O realizador veio justificar-se: “Perto do fim da transmissão do jogo da supertaça, foi emitido um plano que envergonha valores fundamentais. (...) Escusado seria afirmar que não faltam testemunhas do triste episódio mas, o que julgo mesmo importante é deixar aqui as minhas desculpas aos espectadores e, sobretudo, à adepta benfiquista. Creiam que toda a equipa ficou de rastos.”
Percebi que a confusão era apenas minha, porque há critérios: planos de fervorosos adeptos em tronco nú, por vezes a salivarem efusivamente impropérios a equipas de arbitragem, jogadores, treinadores e a tudo o que respire, são consensualmente aceites como dignos e parte do espetáculo. “Agora seios! Ainda por cima de perto? Um horror.”
O avô de um Xer, olharia para a imagem, orgulhava-se da transmissão, comia um tremoço e dava um gole na mini. O Gervásio ainda podia indignar-se, mas diziam- lhe logo: - “Se calhar não gostas”. No fim do jogo já ninguém se lembrava do plano e tudo morria no café do Nácio. No dia a seguir a preocupação era o anúncio da saída do Ovik (nome fictício) que dava segurança no meio campo e o da contratação do Supurovik (mais um nome fictício, que sendo também vik, deverá partilhar a nacionalidade, quem sabe primos) que nunca se havia imposto na sua fugaz passagem pelo Granada.

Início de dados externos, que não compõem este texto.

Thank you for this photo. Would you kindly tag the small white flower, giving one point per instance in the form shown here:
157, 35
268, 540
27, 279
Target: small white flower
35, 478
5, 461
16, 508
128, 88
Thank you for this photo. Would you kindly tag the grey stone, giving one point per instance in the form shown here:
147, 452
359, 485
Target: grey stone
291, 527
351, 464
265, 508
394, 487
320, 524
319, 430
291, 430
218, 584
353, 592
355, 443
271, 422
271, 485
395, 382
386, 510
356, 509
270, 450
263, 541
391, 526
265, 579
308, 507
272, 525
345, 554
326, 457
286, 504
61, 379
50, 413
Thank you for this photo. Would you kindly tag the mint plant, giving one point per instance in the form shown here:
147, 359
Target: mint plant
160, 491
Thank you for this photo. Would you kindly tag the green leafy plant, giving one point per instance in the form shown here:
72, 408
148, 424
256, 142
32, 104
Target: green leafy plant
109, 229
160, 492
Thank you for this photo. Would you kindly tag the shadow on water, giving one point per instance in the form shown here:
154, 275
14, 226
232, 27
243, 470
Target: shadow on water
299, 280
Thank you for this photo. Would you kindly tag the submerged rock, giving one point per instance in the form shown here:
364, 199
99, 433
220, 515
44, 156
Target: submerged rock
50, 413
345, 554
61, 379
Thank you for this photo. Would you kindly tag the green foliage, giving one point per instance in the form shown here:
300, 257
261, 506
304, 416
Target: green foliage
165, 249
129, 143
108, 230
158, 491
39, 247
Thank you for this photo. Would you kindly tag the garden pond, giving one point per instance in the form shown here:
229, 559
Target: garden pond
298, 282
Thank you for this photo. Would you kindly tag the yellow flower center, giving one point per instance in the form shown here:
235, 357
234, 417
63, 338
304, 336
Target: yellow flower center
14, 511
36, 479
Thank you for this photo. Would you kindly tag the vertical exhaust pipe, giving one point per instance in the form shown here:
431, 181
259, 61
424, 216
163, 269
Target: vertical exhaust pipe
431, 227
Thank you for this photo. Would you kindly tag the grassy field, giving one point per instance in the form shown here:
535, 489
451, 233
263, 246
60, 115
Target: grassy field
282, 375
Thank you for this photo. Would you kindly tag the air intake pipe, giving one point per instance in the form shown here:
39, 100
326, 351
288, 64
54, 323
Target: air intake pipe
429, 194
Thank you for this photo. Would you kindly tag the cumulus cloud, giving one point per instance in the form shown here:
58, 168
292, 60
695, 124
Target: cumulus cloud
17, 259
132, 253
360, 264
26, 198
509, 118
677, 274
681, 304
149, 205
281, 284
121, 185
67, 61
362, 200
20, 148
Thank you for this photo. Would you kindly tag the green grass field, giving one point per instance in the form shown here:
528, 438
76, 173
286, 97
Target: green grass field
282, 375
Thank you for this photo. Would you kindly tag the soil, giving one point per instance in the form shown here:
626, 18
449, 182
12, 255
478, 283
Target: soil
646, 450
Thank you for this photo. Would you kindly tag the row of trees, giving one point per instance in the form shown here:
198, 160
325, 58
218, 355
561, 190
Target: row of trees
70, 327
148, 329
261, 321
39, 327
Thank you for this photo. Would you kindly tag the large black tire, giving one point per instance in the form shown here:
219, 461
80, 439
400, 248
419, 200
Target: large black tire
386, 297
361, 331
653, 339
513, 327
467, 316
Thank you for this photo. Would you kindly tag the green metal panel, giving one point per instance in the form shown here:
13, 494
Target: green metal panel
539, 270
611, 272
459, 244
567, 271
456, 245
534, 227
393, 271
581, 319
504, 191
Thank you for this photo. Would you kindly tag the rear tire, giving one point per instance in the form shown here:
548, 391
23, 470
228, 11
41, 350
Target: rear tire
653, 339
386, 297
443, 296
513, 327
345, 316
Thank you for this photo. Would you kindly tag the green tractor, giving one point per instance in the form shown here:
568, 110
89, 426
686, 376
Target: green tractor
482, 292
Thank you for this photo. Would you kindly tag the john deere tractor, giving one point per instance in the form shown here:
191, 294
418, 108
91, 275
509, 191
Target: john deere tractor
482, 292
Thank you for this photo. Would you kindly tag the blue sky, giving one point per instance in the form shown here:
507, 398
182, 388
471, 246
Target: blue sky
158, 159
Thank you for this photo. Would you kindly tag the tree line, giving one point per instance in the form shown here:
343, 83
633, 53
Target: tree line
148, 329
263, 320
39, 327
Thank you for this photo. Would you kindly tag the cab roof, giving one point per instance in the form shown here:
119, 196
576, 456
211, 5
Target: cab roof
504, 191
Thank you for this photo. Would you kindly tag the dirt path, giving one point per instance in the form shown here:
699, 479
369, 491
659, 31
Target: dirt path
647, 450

O neto de um Xer vê a imagem, e sem saber bem o que acha ainda, já se acha indignado e a partilhar o seu melindrado sentimento nas redes sociais, uma ação em que pensar e agir nem sempre são critérios seguidos pela devida ordem. Rapidamente a publicação colhe um assentimento discordante que facilmente extravasa os limites do bom senso, amplificado pelo heroísmo prosaico que nos garante a segurança de estarmos atrás de um ecrã.
Desde sempre que o ser humano é perito em dizer coisas, que têm o valor de coisas. Porém, há momentos em que opiniões com o valor argumentativo de amendoins, cuspidas como tremoços para o prato da indignação pela sociedade dos susceptíveis, são olhadas como grandes coisas, quando não passam de coisinhas. Tudo porque o Nácio já tem wi-fi e o Gervásio, filho, não deixa passar, e o Mendes que está a ver o mesmo que eu no Luxemburgo também topou porque já fez gosto, apesar do comentário desagradável do Fonseca que também não importa nada porque nunca percebeu de bola, e isto merecia era uma petição no Facebook para que o realizador nunca mais pegasse num tripé, e só não o faço porque já é tarde e tenho que ir embora.
Em Portugal sempre foram as grandes questões que intestinalmente fizeram o povo rebelar-se. Esta foi mais uma, a diferença é que a internet é um café com muitas mesas do lado, algumas com uma redação à porta.